For all Hong Kong’s successes, it remains the world’s most-unaffordable housing market, with a median home price 14.9 times gross annual median household income, according to a survey released in January by Demographia, a consulting firm in Belleville, Illinois. Singapore was given the survey’s highest rank, “severely unaffordable,” while Knight Frank’s annual wealth report placed it as No. 2 most-unaffordable in the world.

Singapore’s correction looks set to continue. After prices slid for a third consecutive quarter to June, Finance Minister Tharman Shanmugaratnam this month predicted further declines.

Less Bearish

In Hong Kong, analysts are revising previously bearish forecasts. JPMorgan & Chase Co. in a June 4 report predicts a further 5 percent drop in secondary home prices this year compared with an earlier forecast of a 20 percent decline. Citigroup Inc. said June 3 it expects prices of mass-market homes to stay flat.

Things may be picking up.
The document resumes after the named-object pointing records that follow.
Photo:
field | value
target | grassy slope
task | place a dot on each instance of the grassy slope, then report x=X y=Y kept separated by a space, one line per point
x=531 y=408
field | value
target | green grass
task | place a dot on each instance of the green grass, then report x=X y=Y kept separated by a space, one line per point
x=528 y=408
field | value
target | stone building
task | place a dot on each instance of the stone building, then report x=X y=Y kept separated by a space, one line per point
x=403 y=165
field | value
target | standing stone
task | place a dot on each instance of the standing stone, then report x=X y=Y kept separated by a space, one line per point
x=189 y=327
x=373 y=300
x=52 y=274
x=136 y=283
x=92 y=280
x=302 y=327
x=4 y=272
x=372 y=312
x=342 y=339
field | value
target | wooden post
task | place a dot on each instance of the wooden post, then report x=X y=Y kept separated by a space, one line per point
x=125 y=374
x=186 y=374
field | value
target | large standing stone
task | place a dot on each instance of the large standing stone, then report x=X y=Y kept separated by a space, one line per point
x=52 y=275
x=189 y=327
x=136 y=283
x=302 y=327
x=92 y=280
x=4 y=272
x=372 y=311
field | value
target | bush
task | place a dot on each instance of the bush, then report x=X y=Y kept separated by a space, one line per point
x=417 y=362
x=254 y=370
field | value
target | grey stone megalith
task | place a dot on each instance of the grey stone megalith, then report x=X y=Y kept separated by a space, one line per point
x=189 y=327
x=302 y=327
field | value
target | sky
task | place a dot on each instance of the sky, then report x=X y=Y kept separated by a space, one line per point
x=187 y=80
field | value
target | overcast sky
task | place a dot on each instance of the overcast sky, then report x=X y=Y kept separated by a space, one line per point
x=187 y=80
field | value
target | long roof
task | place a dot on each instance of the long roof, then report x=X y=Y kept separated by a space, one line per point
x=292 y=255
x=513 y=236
Prices have climbed about 4 percent in the seven weeks since the beginning of June, according to Centaline.

The slump in Hong Kong housing prices may be illusory because transactions have all but dried up as buyers wait on the sidelines for recovery, says ANZ’s Yeung.

“It looks effective on the surface, but this is only depressed demand,” he said.

Meanwhile, the government is taking measures to increase supply. In January, it announced a policy target of 470,000 additional housing units over 10 years for both public and private housing.

Hong Kong isn’t entirely without resistance. In June, an angry mob forced its way into the Legislative Council to protest a plan to relocate villages to make way for high rises.

“Governments in Hong Kong or the U.K. or China all have the same dilemma,” said Hui, the Hong Kong Polytechnic professor. “Home prices are high, and we all know we have to do something. But when they announce measures against our interests we tell them to do it in someone else’s backyard.”

Ultimately, markets may play a greater role in solving the problem of rising prices once global interest rates start rising. At that time, said ANZ’s Yeung, “the global housing bubble, or boom, will come to an end.”